Some quick hits about the economic data this week:

1. We still need to take the great initial jobless claims report with a grain of salt. Unadjusted claims were 521,600 vs. 549,600 a year ago, so seasonality is still with us and will be for one more week. Nevertheless, it is harder to make the "imminent recession" argument in the face of such a decline.

2. In addition to initial claims, long leading indicator housing permits continued at 3 year highs for the second month in a row. Another long indicator, corporate Bonds, whether AAA, BAA, or the DJ Corporate Bond index, are within a whisker of all time highs. Money supply is still ample. A short indicator, the stock market, is within 2% of its six month high.
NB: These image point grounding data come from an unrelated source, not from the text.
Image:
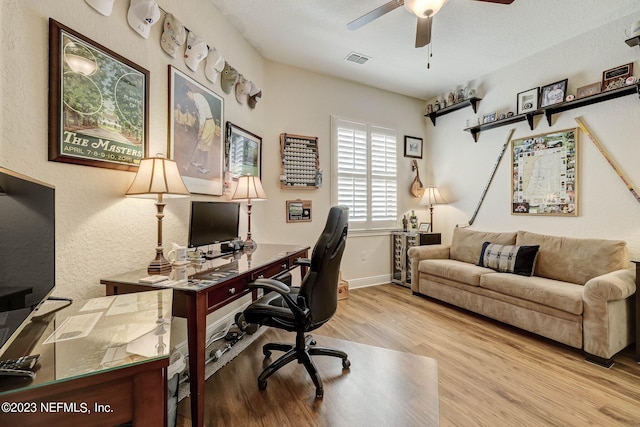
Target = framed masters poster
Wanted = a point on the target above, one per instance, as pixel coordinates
(98, 106)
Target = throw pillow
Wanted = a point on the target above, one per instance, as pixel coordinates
(509, 258)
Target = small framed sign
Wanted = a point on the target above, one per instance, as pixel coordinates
(298, 210)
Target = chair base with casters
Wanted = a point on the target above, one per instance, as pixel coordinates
(304, 348)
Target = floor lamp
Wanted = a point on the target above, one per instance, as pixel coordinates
(249, 188)
(431, 198)
(159, 178)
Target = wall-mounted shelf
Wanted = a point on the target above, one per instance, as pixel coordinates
(475, 130)
(473, 101)
(591, 99)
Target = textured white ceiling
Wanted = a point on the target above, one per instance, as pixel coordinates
(470, 38)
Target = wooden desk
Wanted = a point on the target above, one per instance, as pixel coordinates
(231, 276)
(74, 385)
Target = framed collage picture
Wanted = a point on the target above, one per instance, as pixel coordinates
(98, 103)
(195, 133)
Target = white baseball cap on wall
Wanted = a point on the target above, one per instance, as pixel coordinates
(142, 15)
(195, 51)
(103, 6)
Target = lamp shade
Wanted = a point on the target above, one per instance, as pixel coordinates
(249, 188)
(157, 175)
(432, 197)
(424, 8)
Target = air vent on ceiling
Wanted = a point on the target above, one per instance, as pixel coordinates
(358, 58)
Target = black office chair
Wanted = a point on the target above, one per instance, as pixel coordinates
(307, 308)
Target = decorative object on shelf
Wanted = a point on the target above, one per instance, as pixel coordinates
(431, 198)
(98, 106)
(413, 219)
(300, 162)
(588, 90)
(553, 93)
(554, 192)
(298, 210)
(195, 133)
(614, 78)
(249, 188)
(159, 178)
(243, 152)
(527, 100)
(417, 188)
(412, 147)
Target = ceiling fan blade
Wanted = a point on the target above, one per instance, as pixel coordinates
(423, 31)
(498, 1)
(374, 14)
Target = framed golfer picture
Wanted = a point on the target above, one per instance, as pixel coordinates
(196, 137)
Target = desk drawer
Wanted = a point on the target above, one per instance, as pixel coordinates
(270, 270)
(226, 292)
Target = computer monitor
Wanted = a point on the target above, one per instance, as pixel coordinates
(27, 250)
(213, 222)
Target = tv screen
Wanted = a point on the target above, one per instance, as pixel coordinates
(213, 222)
(27, 250)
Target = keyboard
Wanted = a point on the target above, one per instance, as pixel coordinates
(20, 367)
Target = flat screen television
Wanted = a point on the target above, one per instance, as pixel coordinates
(27, 250)
(213, 222)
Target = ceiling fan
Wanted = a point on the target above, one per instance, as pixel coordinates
(423, 9)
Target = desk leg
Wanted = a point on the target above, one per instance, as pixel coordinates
(196, 336)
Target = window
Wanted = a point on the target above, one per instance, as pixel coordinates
(364, 174)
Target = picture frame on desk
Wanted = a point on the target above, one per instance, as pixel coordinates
(98, 103)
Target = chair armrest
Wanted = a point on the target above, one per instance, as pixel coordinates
(613, 286)
(305, 262)
(418, 253)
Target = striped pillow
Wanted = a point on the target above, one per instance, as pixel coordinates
(509, 258)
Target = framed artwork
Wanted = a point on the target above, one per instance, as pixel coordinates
(298, 210)
(243, 152)
(544, 171)
(588, 90)
(528, 100)
(553, 93)
(98, 106)
(412, 147)
(195, 133)
(615, 77)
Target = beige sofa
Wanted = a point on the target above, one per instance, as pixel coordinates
(580, 293)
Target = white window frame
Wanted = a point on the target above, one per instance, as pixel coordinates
(363, 218)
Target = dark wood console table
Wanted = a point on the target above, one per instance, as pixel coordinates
(227, 279)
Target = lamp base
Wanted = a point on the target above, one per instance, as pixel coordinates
(159, 265)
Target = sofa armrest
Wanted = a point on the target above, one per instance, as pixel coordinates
(418, 253)
(613, 286)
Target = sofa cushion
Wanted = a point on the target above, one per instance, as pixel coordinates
(453, 270)
(575, 260)
(509, 258)
(466, 244)
(552, 293)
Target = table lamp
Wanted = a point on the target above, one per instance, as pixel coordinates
(431, 198)
(249, 188)
(158, 177)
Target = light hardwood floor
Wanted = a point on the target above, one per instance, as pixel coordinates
(489, 374)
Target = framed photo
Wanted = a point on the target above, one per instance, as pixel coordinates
(528, 100)
(412, 147)
(615, 77)
(243, 152)
(98, 106)
(544, 171)
(195, 133)
(553, 93)
(588, 90)
(298, 210)
(491, 117)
3. On the negative side, the 3 month average of CPI has tipped into deflation. In the past this has meant coincident weakness. Although YoY inflation is down to 3%, that's still higher than YoY wage growth, so real wages are still in decline.

4. While real retail sales for December turned out to be barely positive, both that metric and industrial production are a very small revision away from being negative. These are two of the 4 normally accepted metrics used by the NBER to determine if the economy is in recession or not.

In short, the data is consistent with very poor growth in the last few months, but suggests an improvement in the economy at least after this quarter.